I don't think 65/35 is a terrible place for you to be at age 64. FIRECalc is a good tool for investigating how stock allocation affects outcome. It's convinced me the difference between 65/35 and 75/25 isn't going to make or break retirment. Karsten Jeske offers a much more detailed Google Sheet tool that includes modeling gold and international stocks in the investment portfolio - you might give that a try if you'd like to examine historical inclusion of gold in your portfolio. For the simpler scenarios FIRECalc handles, I've found both tools get essentially the same answer.

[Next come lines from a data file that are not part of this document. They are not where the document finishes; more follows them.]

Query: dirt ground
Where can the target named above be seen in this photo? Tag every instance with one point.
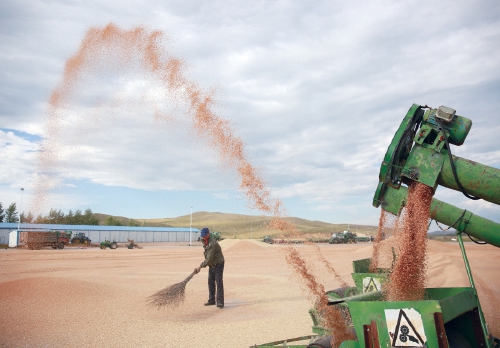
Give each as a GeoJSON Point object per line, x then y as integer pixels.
{"type": "Point", "coordinates": [97, 298]}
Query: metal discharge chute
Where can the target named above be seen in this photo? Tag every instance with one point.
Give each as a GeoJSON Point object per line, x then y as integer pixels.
{"type": "Point", "coordinates": [446, 317]}
{"type": "Point", "coordinates": [420, 151]}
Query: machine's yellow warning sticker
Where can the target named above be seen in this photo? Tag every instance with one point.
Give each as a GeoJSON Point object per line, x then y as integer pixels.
{"type": "Point", "coordinates": [405, 327]}
{"type": "Point", "coordinates": [371, 284]}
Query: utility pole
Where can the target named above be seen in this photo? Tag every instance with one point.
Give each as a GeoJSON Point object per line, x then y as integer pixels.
{"type": "Point", "coordinates": [20, 209]}
{"type": "Point", "coordinates": [190, 226]}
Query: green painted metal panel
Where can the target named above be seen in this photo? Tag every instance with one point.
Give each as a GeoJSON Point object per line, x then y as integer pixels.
{"type": "Point", "coordinates": [477, 179]}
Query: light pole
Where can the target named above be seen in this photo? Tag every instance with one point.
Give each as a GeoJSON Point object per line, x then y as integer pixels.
{"type": "Point", "coordinates": [20, 209]}
{"type": "Point", "coordinates": [190, 226]}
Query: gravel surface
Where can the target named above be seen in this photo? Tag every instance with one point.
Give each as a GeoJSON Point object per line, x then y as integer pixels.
{"type": "Point", "coordinates": [97, 298]}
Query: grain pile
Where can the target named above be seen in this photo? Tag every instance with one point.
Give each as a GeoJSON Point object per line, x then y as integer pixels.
{"type": "Point", "coordinates": [401, 245]}
{"type": "Point", "coordinates": [103, 292]}
{"type": "Point", "coordinates": [171, 296]}
{"type": "Point", "coordinates": [332, 316]}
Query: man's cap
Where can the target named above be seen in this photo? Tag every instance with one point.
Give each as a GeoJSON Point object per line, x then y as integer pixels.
{"type": "Point", "coordinates": [204, 232]}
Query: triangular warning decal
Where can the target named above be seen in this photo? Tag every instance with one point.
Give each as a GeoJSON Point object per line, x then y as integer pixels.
{"type": "Point", "coordinates": [405, 327]}
{"type": "Point", "coordinates": [371, 284]}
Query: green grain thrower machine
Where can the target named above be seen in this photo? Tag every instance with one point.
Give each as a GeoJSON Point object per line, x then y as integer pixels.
{"type": "Point", "coordinates": [446, 317]}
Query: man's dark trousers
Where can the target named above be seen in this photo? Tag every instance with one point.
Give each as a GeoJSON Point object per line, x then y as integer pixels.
{"type": "Point", "coordinates": [215, 278]}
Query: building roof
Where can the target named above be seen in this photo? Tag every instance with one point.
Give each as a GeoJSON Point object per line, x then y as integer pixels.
{"type": "Point", "coordinates": [23, 226]}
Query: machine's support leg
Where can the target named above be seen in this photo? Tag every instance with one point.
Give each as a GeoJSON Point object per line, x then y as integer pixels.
{"type": "Point", "coordinates": [441, 333]}
{"type": "Point", "coordinates": [371, 335]}
{"type": "Point", "coordinates": [471, 281]}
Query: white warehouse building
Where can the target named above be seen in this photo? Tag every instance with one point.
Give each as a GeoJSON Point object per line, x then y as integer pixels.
{"type": "Point", "coordinates": [119, 234]}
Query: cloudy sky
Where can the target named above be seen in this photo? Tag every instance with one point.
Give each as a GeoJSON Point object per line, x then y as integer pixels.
{"type": "Point", "coordinates": [315, 90]}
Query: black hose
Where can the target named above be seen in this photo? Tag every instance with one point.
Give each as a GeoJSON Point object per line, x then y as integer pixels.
{"type": "Point", "coordinates": [452, 164]}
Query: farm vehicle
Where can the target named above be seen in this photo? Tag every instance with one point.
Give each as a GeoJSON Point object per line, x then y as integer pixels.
{"type": "Point", "coordinates": [108, 244]}
{"type": "Point", "coordinates": [448, 317]}
{"type": "Point", "coordinates": [36, 240]}
{"type": "Point", "coordinates": [268, 239]}
{"type": "Point", "coordinates": [345, 237]}
{"type": "Point", "coordinates": [80, 238]}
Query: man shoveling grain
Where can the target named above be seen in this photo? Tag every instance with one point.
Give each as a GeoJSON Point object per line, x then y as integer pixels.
{"type": "Point", "coordinates": [215, 262]}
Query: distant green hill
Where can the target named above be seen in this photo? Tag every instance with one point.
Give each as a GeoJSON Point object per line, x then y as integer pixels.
{"type": "Point", "coordinates": [242, 226]}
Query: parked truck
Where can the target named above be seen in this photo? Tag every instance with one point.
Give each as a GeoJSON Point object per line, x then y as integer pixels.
{"type": "Point", "coordinates": [36, 240]}
{"type": "Point", "coordinates": [343, 238]}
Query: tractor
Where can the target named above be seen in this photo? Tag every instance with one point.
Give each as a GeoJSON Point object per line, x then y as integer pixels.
{"type": "Point", "coordinates": [108, 244]}
{"type": "Point", "coordinates": [80, 238]}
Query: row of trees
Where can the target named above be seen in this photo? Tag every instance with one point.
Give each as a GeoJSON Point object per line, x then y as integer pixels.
{"type": "Point", "coordinates": [9, 214]}
{"type": "Point", "coordinates": [58, 217]}
{"type": "Point", "coordinates": [55, 217]}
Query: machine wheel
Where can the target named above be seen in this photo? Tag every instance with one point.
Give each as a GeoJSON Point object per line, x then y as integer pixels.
{"type": "Point", "coordinates": [456, 339]}
{"type": "Point", "coordinates": [321, 343]}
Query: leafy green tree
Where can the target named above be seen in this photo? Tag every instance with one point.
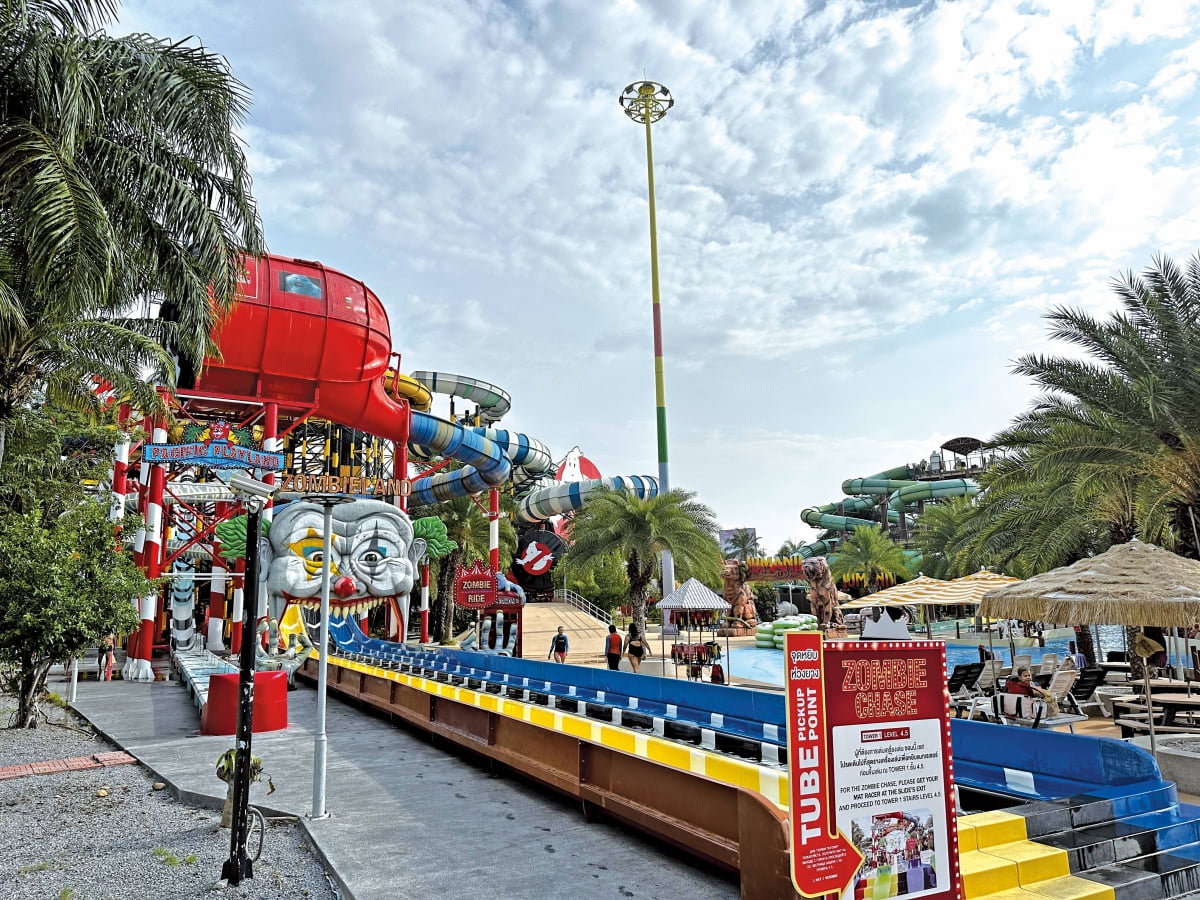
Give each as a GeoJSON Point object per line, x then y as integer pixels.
{"type": "Point", "coordinates": [63, 585]}
{"type": "Point", "coordinates": [617, 522]}
{"type": "Point", "coordinates": [743, 544]}
{"type": "Point", "coordinates": [604, 583]}
{"type": "Point", "coordinates": [61, 589]}
{"type": "Point", "coordinates": [121, 179]}
{"type": "Point", "coordinates": [467, 531]}
{"type": "Point", "coordinates": [869, 553]}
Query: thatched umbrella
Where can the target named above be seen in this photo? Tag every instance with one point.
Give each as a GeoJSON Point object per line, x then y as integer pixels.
{"type": "Point", "coordinates": [1134, 583]}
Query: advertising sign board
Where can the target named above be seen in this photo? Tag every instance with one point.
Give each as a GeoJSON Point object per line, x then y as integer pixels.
{"type": "Point", "coordinates": [869, 756]}
{"type": "Point", "coordinates": [474, 587]}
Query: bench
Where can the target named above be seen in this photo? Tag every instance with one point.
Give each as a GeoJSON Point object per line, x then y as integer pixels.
{"type": "Point", "coordinates": [1019, 709]}
{"type": "Point", "coordinates": [1131, 727]}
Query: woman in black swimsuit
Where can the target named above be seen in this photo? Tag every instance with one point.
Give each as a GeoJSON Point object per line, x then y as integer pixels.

My 65/35 allocation has been doing really well, so I'm going to let it be.

Iirc, the consensus here at er.org was that asset allocations anywhere between about 40/60 and 80/20 should work out fine.

I may let mine drift toward 70/30 rather than rebalance as I usually do, but I won't do any major fiddling.

I listened to the video. I grade it as very poor advice. He's packaging Fear-Uncertainty-Doubt to get you to buy his book.

I listen to some of the sources he quotes, but stacking narrative upon narrative doesn't provide me with confidence.

.... If JPM and other big banks quoted by mr. tuber are buying gold, do I need to replicate what they are doing? After all, I have significant allocation to the finance industry through U.S. and int'l equity funds.

I appreciate you watching and addressing the content of the video. Thanks.

Good point at the end. I hadn't thought of that.